Show feature importance as a bar chart.
Report model accuracy and confusion matrix.
Working with Multiple Visualizations
You can create multiple charts in a single execution:
import matplotlib.pyplot as plt
import plotly.express as px
import pandas as pd
# Assuming FILE_DATA contains your query results
df = pd.DataFrame(FILE_DATA)
# Create static matplotlib chart
plt.figure(figsize=(10, 5))
plt.subplot(1, 2, 1)
plt.hist(df['revenue'], bins=20)
plt.title('Revenue Distribution')
plt.subplot(1, 2, 2)
plt.bar(df['category'], df['count'])
plt.title('Category Counts')
plt.show()
# Create interactive plotly chart
fig = px.scatter(df, x='revenue', y='profit',
color='category', size='count',
hover_data=['product_name'],
title='Revenue vs Profit Analysis')
fig.write_html('interactive_analysis.html')

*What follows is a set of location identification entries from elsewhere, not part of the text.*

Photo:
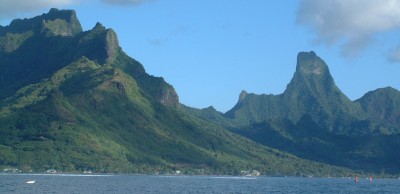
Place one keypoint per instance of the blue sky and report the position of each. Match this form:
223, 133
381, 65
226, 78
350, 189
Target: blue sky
212, 50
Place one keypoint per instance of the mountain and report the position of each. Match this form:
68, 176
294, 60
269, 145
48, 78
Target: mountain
72, 100
312, 92
383, 107
313, 119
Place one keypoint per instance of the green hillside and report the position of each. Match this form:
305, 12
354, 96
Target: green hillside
313, 119
72, 100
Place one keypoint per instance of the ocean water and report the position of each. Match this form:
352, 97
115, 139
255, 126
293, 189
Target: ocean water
16, 183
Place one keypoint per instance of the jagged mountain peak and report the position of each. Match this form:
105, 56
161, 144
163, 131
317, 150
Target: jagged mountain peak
308, 63
55, 22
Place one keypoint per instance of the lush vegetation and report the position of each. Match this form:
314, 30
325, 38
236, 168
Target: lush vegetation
313, 119
73, 101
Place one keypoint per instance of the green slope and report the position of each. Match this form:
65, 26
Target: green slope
313, 119
73, 100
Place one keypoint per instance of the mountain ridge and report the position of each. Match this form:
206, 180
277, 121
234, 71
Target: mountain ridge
76, 102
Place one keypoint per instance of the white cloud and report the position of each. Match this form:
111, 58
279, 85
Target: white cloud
394, 55
350, 23
12, 8
125, 2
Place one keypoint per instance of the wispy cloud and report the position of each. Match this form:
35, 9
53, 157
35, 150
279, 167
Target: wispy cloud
125, 2
350, 23
12, 8
394, 55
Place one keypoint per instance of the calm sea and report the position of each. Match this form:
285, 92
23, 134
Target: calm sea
16, 183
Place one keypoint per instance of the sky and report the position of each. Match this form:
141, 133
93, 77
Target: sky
210, 51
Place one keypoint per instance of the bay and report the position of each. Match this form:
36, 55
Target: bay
74, 183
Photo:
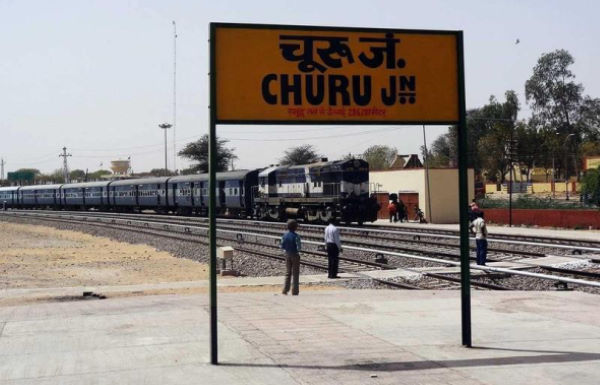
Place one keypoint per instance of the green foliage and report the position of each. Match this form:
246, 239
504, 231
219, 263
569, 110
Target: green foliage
591, 186
554, 96
303, 154
379, 157
77, 175
161, 172
97, 175
564, 126
442, 153
198, 152
530, 202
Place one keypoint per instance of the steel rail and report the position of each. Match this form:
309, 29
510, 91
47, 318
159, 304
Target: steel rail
385, 252
383, 231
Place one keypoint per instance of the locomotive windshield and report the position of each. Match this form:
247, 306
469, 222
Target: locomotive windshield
355, 171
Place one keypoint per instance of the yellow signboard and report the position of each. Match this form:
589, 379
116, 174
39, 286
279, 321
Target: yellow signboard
295, 75
591, 162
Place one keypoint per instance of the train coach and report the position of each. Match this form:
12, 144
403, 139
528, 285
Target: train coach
188, 194
8, 197
314, 192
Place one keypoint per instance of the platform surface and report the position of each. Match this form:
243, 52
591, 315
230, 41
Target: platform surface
319, 337
584, 235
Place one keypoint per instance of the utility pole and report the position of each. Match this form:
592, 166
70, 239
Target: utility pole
426, 159
165, 127
174, 95
64, 155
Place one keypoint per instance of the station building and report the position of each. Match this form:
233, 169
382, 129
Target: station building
439, 202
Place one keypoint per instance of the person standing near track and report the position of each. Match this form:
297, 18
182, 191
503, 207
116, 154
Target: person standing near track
392, 210
334, 248
480, 230
290, 242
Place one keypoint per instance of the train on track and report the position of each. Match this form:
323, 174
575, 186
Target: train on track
313, 192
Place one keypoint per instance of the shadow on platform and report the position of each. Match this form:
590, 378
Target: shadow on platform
545, 356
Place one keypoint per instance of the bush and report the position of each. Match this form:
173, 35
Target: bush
590, 188
530, 202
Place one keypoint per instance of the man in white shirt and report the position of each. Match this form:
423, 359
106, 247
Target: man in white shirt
334, 247
480, 230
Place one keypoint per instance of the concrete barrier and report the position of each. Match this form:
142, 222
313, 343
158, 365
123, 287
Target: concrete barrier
573, 219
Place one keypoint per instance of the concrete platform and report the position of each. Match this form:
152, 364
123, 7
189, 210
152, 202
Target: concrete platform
584, 235
331, 337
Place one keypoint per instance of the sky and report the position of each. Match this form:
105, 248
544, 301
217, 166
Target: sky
97, 76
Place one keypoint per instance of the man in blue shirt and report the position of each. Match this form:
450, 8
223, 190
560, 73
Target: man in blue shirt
290, 242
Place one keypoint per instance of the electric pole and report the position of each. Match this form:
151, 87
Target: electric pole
165, 127
64, 155
174, 95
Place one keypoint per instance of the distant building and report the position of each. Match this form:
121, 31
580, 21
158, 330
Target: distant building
121, 168
401, 162
439, 202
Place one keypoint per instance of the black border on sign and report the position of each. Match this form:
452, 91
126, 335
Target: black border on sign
459, 75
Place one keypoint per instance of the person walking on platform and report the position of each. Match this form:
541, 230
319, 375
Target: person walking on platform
334, 248
480, 230
473, 210
290, 243
392, 210
401, 211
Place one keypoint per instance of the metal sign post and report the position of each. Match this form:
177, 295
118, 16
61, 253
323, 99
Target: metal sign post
463, 199
336, 75
212, 202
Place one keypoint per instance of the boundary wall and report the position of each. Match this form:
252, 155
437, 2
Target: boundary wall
573, 219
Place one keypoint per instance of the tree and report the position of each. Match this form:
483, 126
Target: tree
77, 175
556, 101
490, 128
56, 176
198, 152
440, 154
379, 157
161, 172
303, 154
591, 186
98, 174
34, 171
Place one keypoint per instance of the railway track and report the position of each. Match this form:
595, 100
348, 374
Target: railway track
197, 234
238, 234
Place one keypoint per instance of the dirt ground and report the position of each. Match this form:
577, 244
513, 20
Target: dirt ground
39, 256
45, 257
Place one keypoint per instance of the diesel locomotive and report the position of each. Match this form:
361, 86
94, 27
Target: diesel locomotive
313, 193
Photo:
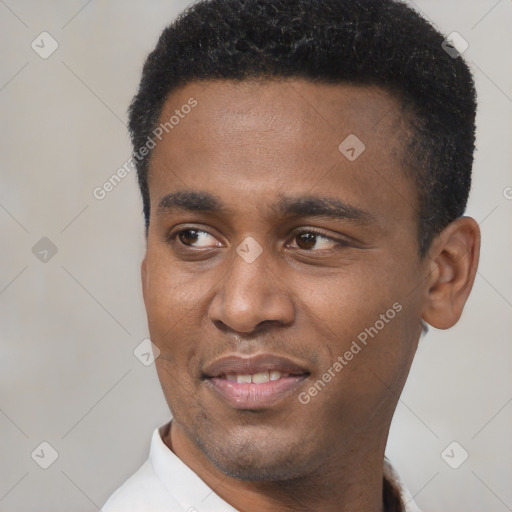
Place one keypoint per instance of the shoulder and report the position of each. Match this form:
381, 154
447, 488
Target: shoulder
142, 492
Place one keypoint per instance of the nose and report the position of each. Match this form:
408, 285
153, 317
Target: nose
250, 294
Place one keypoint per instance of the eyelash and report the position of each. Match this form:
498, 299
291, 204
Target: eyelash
339, 244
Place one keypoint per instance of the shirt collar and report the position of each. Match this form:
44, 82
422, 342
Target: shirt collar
193, 494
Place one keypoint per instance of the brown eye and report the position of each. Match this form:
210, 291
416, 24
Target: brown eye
309, 240
188, 236
306, 240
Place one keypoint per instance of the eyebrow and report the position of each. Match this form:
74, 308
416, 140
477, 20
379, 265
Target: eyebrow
307, 206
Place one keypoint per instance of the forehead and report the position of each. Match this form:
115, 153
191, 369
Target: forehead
266, 138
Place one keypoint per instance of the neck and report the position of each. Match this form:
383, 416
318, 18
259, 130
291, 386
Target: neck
352, 479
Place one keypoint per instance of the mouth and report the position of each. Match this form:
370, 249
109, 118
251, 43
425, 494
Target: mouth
256, 382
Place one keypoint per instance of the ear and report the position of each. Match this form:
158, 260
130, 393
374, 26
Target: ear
453, 259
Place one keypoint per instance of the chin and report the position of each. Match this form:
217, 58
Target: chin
269, 459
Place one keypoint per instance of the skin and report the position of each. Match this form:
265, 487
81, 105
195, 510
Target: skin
248, 144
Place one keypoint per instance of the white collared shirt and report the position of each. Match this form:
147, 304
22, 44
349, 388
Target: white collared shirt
164, 483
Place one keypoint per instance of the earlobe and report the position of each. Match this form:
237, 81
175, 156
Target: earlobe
144, 274
454, 258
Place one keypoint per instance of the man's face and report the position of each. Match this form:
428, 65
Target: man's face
254, 266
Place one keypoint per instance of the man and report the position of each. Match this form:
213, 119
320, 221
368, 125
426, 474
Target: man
304, 167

OUTPUT = df.describe().to_dict()
Result:
- 2 matplotlib charts (rendered inline as PNG)
- 1 interactive plotly chart (preview button)
- Statistical summary in OUTPUT
File Downloads
Generated files are automatically available for download:
- Static Charts: PNG images from matplotlib/seaborn (inline)
- Interactive Charts: HTML files from plotly (preview button + download)
- Data: CSV, JSON, Excel exports
- Reports: Text files and summaries
Files appear as download links in the conversation. Interactive HTML charts can be opened in fullscreen preview or downloaded for sharing.
Python execution works great with File Upload - upload a CSV and run Python analysis without database import!